The common advice is follow your passions, which is kind of a generic thing, and I can’t think of any one person who told me that, but thinking through what I wanted to do with my life once I finished college, that idea kept coming up. Different people were saying it, “Follow what is in your heart.” So, instead of just following what you think other people think you should do, follow what’s in your heart. I think everybody has something that’s deep in their heart that they really want to pursue, and it’s very easy to be displaced from that path by so many other competing factors. Your family is telling you to do something. Your friends are telling you to do something. Society is telling you something else. And I think, in the end, if you just follow what you feel, and it is a feeling, follow what’s deep in your heart and pursue that. Sometimes you don’t know where it’s leading, but just follow it and the path will become clear to you. Follow what is inside your heart. I think every single person who will end up not following it, got thrown off the path for one reason or another. There are a lot of practical reasons. I had many. I had the luxury of an understanding family, a good upbringing, financial security, all these things; there were so many things that were going in my favor. I really consider it a luxury, another gift and grace from God that allowed me to follow this path.
You inspire so many people around the world. Who has inspired you?
Saint Francis of Assisi has been my personal, favorite saint for many years, as he is for half the world, Christians and non-Christians alike.

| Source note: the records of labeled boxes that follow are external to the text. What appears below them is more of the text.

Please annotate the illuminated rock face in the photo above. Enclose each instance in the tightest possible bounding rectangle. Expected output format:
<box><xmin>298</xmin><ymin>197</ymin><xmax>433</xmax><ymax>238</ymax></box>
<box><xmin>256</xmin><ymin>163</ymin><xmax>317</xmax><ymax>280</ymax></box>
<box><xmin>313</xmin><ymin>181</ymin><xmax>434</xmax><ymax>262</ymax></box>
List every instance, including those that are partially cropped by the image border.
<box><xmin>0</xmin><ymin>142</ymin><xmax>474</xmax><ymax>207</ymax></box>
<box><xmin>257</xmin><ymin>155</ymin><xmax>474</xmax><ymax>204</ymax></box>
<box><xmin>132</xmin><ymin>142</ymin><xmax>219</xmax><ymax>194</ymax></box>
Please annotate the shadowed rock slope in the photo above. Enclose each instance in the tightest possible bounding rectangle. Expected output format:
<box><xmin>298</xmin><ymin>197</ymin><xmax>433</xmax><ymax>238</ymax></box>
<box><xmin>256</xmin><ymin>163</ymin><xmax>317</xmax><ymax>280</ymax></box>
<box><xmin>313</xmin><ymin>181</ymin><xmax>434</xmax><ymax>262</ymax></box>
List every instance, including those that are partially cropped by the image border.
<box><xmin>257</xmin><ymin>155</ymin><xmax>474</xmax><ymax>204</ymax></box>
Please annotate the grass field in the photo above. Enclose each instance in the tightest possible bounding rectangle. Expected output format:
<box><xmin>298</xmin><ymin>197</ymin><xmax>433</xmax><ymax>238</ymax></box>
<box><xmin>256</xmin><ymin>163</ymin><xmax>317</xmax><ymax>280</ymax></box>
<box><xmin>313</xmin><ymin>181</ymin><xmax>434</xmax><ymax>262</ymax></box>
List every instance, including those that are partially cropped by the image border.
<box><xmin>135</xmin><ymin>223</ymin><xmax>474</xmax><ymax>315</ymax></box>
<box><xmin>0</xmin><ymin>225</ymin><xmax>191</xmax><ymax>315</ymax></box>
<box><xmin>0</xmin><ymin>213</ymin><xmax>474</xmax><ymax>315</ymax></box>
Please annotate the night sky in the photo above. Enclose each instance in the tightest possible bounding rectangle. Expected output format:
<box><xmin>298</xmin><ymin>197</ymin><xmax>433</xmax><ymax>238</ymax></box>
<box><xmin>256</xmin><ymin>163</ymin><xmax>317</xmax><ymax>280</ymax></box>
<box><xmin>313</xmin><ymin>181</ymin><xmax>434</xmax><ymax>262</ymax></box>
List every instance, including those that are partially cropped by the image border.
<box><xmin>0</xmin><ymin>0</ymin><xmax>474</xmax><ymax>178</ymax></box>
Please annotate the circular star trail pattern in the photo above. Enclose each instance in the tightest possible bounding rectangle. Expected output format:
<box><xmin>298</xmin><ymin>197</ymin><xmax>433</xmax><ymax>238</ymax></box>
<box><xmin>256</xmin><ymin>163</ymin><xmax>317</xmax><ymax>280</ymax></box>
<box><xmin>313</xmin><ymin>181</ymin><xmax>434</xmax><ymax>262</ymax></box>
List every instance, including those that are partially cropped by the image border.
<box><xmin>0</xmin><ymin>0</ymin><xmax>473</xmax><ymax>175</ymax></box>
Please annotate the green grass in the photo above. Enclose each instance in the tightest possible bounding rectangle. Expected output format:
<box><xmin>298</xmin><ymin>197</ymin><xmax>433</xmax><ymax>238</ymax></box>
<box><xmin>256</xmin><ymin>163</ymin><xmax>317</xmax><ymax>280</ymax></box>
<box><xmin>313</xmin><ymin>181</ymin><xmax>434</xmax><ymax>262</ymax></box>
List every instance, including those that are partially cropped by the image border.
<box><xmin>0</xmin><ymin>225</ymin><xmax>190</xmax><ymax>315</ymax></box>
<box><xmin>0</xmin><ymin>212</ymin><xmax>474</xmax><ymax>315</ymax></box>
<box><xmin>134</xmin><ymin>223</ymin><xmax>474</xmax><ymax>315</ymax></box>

Growing up when I did, in the 70s, 80s, and 90s, Mother Teresa of Calcutta was a huge inspiration to my entire generation. When we were growing up, we always had this idea that saints were people who lived 500 years ago, they were out of touch, and that they were people who were above everybody else. But here was somebody, a sort of very quiet, humble person, who was living in our day and age. She was doing very simple things, but at the same time, very incredible things, and she was a tremendous inspiration for me, as she was for so many other people. I think it was so important to have somebody, a contemporary person, a Catholic person, in modern day, who was living the Gospel life that we could relate to very well.